05 February 2025

🌌🏭KQL Reloaded: First Steps (Part IV: Left, Right, Anti-Joins and Unions)

In a standard scenario there is a fact table and multiple dimension table (see previous post), though one can look at the same data from multiple perspectives. In KQL it's recommended to start with the fact table, however in some reports one needs records from the dimension table independently whether there are any records in the fact tale.  

For example, it would be useful to show all the products, independently whether they were sold or not.
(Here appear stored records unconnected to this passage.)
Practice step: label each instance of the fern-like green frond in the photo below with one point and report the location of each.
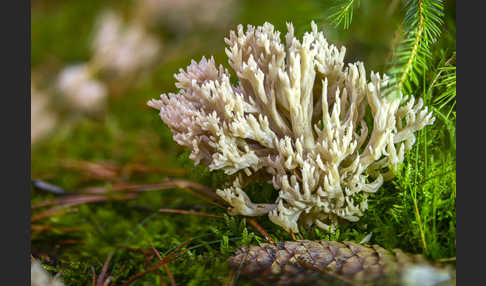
(448, 81)
(422, 28)
(342, 13)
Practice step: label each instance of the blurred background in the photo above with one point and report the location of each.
(95, 64)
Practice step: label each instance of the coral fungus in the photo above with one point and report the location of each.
(297, 119)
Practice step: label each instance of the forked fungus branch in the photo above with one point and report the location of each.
(296, 119)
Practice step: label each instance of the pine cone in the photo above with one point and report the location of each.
(324, 262)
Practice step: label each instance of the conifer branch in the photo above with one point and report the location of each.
(422, 28)
(343, 13)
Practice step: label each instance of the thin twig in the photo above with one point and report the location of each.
(167, 259)
(166, 268)
(175, 211)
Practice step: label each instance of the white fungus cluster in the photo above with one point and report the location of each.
(298, 119)
(123, 48)
(40, 277)
(120, 49)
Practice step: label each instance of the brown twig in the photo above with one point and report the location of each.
(80, 199)
(166, 268)
(100, 281)
(260, 229)
(169, 258)
(202, 197)
(184, 212)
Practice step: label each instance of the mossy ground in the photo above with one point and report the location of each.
(415, 211)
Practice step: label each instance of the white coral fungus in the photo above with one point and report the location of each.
(123, 48)
(297, 115)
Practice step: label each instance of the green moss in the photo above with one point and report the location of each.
(131, 133)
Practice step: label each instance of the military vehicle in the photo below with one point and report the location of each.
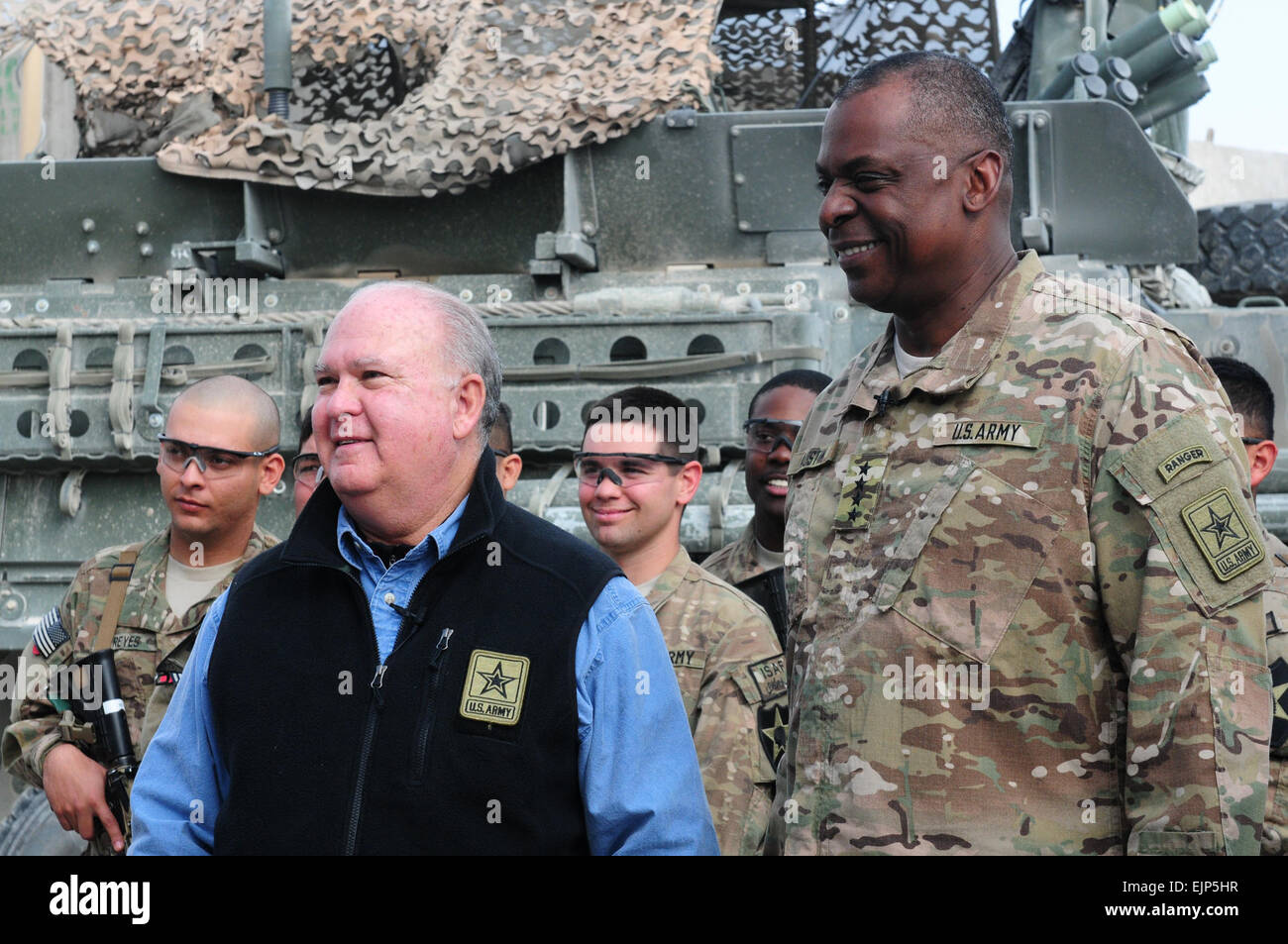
(625, 192)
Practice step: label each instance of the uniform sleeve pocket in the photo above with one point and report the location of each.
(966, 563)
(1193, 496)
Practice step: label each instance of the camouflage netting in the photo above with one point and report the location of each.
(764, 51)
(390, 98)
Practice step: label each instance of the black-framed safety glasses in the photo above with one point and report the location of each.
(623, 469)
(214, 462)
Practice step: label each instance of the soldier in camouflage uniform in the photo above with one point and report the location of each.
(210, 536)
(773, 419)
(634, 481)
(1253, 403)
(1024, 576)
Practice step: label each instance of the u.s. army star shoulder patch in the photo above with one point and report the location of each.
(493, 686)
(1224, 537)
(1279, 713)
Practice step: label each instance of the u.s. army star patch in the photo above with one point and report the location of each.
(493, 686)
(1279, 716)
(772, 726)
(1223, 536)
(859, 492)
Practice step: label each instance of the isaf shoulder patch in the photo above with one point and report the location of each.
(1224, 537)
(50, 634)
(1279, 719)
(771, 677)
(494, 685)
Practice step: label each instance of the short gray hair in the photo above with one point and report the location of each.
(469, 343)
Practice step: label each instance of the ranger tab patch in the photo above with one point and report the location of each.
(1225, 540)
(493, 686)
(1179, 462)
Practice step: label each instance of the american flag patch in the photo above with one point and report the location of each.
(50, 635)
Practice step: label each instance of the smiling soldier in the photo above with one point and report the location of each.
(754, 563)
(1022, 478)
(635, 479)
(447, 674)
(146, 600)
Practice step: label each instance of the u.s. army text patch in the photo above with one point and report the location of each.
(991, 433)
(493, 686)
(1224, 537)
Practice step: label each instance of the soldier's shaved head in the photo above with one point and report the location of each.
(241, 397)
(951, 101)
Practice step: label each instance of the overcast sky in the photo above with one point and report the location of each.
(1245, 107)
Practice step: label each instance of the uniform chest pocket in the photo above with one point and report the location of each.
(966, 562)
(690, 668)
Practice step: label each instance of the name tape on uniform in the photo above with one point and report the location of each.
(493, 686)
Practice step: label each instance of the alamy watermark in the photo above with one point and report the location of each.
(185, 292)
(77, 684)
(938, 682)
(1081, 294)
(677, 425)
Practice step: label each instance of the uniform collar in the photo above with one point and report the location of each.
(964, 359)
(669, 581)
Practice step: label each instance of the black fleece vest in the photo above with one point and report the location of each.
(467, 743)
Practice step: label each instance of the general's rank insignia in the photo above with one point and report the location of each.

It's what the below query does via a RIGHT JOIN between the fact table and the Customer dimension:

// totals by customer via right join
NewSales
| where SalesAmount <> 0 and ProductCategoryName == 'TV and Video'
| where DateKey >=date(2023-02-01) and DateKey < datetime(2023-03-01)
| summarize record_count = count()
    , TotalCost = sum(TotalCost) by CustomerKey
| join kind=rightouter (
    Customers
    | where RegionCountryName in ('Canada', 'Australia')
    | project CustomerKey, RegionCountryName, CustomerName = strcat(FirstName, ' ', LastName)
    )
    on CustomerKey
| project RegionCountryName, CustomerName, TotalCost
//| summarize record_count = count() 
| order by CustomerName asc

The Product details can be added then via a LEFT JOIN between the fact table and the Product dimension:

// total by customer via right join with product information
NewSales
| where SalesAmount <> 0 and ProductCategoryName == 'TV and Video'
| where DateKey >=date(2023-02-01) and DateKey < datetime(2023-03-01)
| summarize record_count = count()
    , TotalCost = sum(TotalCost)
    , FirstPurchaseDate = min(DateKey)
    , LastPurchaseDate = max(DateKey) by CustomerKey, ProductKey
| join kind=rightouter (
    Customers
    | where RegionCountryName in ('Canada', 'Australia')
    | project CustomerKey, RegionCountryName, CustomerName = strcat(FirstName, ' ', LastName)
    )
    on CustomerKey
| join kind=leftouter (
    Products 
    | where  ProductCategoryName == 'TV and Video'
    | project ProductKey, ProductName 
    )
    on ProductKey
| project RegionCountryName, CustomerName, ProductName, TotalCost, FirstPurchaseDate, LastPurchaseDate, record_count
//| where record_count>1 // multiple purchases
| order by CustomerName asc, ProductName asc

These kind of queries need adequate validation and for this it might be needed to restructure the queries. 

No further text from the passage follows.